Sixteenth Sunday Ordinary
Sixteenth Sunday Ordinary
July 17, 2005
"... Your might is the source of justice; your mastery over all things makes you lenient to all... those who are just must be kind..." (Wisdom 12:13-19) '... if you pull up the weeds you might uproot the wheat along with them. Let them grow together until harvest; (Matthew 13 24-43)

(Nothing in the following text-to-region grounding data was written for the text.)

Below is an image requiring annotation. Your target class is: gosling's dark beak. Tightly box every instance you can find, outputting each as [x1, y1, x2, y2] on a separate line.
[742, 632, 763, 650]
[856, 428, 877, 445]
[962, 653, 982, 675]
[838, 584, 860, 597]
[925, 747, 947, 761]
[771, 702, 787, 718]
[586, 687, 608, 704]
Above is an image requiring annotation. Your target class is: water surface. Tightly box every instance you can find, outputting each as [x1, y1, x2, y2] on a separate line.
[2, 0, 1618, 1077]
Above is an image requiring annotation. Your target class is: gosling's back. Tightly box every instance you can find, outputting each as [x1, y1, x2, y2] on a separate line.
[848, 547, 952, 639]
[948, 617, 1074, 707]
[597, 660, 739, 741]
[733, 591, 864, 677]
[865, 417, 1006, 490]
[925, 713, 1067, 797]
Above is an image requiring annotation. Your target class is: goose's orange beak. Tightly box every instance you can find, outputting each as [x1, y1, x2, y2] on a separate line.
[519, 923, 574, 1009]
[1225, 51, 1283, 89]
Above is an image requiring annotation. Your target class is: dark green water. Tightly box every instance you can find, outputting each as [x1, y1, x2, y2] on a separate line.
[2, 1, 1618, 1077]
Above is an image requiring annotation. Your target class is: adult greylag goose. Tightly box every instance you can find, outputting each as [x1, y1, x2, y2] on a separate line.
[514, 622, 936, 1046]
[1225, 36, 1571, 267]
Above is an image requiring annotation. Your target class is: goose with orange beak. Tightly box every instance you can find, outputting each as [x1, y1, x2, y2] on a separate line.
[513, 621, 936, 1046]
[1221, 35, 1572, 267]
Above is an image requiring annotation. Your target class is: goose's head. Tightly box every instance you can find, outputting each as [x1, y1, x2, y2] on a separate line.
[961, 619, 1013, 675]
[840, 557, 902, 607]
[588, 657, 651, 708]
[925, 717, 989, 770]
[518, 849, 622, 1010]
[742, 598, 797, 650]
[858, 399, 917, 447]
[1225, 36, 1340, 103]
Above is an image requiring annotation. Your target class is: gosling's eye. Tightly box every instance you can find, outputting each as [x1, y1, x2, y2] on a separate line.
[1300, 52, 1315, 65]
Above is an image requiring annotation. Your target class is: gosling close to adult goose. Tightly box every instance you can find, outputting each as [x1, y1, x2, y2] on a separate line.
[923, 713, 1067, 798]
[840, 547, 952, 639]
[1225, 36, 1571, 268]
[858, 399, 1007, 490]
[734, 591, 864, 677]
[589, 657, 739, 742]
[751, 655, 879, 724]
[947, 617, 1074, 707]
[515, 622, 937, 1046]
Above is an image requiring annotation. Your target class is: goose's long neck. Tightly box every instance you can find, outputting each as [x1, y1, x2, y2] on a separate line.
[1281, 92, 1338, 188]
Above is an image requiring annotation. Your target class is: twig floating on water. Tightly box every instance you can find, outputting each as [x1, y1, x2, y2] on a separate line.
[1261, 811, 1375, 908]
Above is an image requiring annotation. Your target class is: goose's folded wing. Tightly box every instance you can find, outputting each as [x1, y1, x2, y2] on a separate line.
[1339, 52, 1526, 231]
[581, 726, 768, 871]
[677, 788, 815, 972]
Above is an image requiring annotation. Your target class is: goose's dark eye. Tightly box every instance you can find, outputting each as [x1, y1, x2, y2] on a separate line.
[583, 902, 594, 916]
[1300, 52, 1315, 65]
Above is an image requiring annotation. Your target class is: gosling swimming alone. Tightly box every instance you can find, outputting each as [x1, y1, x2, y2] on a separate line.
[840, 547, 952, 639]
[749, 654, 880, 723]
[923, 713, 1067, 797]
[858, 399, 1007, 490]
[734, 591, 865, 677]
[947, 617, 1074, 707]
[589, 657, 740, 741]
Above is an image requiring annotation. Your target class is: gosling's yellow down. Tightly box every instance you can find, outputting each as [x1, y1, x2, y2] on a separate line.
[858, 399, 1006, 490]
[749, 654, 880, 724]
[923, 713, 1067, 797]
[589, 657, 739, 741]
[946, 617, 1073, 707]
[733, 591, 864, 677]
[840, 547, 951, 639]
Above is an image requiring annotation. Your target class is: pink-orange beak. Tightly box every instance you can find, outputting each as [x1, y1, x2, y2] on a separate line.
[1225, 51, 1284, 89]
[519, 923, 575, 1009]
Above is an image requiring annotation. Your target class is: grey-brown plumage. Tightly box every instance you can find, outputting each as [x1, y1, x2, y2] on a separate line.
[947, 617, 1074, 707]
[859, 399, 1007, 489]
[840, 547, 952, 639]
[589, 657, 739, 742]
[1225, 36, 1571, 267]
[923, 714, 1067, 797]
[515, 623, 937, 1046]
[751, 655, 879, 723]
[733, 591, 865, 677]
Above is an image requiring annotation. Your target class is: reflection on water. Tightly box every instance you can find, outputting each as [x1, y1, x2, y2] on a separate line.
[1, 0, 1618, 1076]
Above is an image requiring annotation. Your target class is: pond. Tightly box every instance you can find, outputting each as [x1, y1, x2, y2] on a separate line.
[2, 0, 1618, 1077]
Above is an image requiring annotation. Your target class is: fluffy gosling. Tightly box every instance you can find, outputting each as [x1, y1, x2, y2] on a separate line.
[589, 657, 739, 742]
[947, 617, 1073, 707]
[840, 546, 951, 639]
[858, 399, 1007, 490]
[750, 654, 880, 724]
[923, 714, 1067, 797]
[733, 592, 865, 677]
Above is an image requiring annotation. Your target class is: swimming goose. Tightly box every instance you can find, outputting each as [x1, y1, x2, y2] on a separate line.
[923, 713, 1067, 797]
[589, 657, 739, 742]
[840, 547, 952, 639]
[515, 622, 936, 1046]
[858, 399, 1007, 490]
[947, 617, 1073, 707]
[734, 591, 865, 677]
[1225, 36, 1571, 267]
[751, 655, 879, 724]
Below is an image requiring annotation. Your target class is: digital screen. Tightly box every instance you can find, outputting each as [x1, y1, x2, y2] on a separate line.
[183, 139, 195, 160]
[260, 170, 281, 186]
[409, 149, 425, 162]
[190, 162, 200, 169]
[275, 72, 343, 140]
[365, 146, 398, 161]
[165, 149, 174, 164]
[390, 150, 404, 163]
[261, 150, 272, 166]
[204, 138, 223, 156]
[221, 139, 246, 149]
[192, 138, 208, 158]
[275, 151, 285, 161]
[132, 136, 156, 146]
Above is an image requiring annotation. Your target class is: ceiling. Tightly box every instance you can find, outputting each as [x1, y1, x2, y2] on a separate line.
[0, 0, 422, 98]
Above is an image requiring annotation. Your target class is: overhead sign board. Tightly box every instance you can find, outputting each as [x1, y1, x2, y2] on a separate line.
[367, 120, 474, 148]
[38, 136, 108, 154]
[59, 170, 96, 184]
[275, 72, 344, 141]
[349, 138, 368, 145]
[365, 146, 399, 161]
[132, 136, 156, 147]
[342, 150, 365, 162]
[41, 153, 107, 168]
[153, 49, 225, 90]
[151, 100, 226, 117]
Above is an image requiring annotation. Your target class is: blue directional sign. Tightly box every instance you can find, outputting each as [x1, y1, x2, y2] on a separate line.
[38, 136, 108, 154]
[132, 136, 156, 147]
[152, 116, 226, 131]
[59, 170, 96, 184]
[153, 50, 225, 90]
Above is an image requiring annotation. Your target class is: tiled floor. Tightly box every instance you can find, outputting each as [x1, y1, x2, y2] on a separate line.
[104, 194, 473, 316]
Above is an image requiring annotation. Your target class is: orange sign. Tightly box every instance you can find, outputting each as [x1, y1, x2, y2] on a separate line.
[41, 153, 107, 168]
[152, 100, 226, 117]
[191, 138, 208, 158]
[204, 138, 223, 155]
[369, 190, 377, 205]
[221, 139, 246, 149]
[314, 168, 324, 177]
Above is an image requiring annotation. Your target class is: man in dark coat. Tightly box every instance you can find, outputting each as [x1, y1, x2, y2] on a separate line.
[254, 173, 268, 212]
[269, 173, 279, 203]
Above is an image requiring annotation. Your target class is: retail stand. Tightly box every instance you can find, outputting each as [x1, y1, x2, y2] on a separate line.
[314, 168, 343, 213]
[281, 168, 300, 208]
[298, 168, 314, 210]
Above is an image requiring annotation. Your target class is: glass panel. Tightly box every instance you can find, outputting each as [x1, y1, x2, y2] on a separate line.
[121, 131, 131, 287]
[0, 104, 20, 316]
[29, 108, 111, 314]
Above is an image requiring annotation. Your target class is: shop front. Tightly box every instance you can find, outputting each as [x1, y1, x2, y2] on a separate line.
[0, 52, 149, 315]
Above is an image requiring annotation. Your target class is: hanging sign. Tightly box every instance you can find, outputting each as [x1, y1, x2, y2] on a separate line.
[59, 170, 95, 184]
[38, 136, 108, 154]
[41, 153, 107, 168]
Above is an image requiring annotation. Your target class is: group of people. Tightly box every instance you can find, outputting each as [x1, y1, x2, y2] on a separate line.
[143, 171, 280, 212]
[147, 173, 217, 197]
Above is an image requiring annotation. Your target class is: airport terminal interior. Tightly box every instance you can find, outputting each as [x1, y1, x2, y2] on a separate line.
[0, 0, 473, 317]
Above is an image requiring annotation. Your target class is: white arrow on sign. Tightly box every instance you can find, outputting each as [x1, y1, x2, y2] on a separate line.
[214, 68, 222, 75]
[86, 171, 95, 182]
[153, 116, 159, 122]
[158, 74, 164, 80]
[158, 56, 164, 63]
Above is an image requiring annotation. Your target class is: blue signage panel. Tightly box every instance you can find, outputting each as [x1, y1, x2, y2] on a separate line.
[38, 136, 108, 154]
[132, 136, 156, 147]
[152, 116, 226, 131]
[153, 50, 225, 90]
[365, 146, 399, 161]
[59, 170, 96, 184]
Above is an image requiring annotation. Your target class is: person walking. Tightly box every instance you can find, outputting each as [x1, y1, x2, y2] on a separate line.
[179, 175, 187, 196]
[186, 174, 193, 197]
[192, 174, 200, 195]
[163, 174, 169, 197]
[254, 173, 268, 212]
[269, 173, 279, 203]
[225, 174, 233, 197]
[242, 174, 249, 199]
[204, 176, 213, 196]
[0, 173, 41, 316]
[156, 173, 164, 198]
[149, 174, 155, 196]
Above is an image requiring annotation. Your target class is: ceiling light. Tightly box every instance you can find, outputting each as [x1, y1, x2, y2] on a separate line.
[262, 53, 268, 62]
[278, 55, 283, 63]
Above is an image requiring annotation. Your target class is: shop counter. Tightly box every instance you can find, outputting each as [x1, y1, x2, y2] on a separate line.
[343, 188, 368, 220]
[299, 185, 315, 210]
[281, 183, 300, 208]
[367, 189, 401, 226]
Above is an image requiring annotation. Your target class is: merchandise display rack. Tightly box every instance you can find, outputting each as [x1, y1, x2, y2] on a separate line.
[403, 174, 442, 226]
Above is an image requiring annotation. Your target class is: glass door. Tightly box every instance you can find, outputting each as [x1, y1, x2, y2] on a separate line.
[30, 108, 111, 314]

The Wisdom author reflects on God's power and benevolence, associating power with justice and leniency, and drawing a parallel between this and a prescription for human behavior. From God's point of view strength and justice are not associated with punishment and retribution, but with love and forbearance. This might not be a bad thing to remember in this age of indiscriminate, apparently deliberate attacks on innocent people. It should however cause us to reflect on our own tendencies toward political and religious fanaticism, the conviction that we are right and everyone else is wrong and that it is our duty to purify the world. Precisely the mentality of terrorism.
Jesus instructs about the kingdom of God in parables, comparing it to a field of grain choked with weeds, a tiny mustard seed or a bit of yeast in a mass of bread dough. The disciples naïvely ask the master if he wants them to destroy the "weeds", meaning those who apparently reject his teaching. Jesus' answer is consistent with the passage from Wisdom. He says essentially to leave it all alone until his Father decides on the right time to allow the weeds to be separated from the grain. It is not for them to take this decision into their own hands. Who knows what will happen between now and harvest time.
Jane has created a beautiful English style garden in our yard against a backdrop of large fir and oak trees. Once upon a time I spent much energy trying to keep this little quarter acre of woods "under control". Now the weeds (grass) are high enough to provide food and cool shelter for a family of deer. Jane and a friend spend countless hours pruning and weeding her garden to keep it looking great. She recently remarked that she had forgotten to enjoy it fully during the brief spring blooming, so intent was she on making sure that everything was just right. Maybe there is a lesson here. What are undesirable "weeds" at one time and place may not be so at another in the kingdom of God, as in the garden. Sometimes we must allow time to discern the difference instead of jumping rashly to conclusions about what is and is not desirable. The spiritual life is full of such ambiguities The kingdom of God, within and around us is not always served best by pursuing our manias for order and purity. Better to leave the final sifting for the Most High.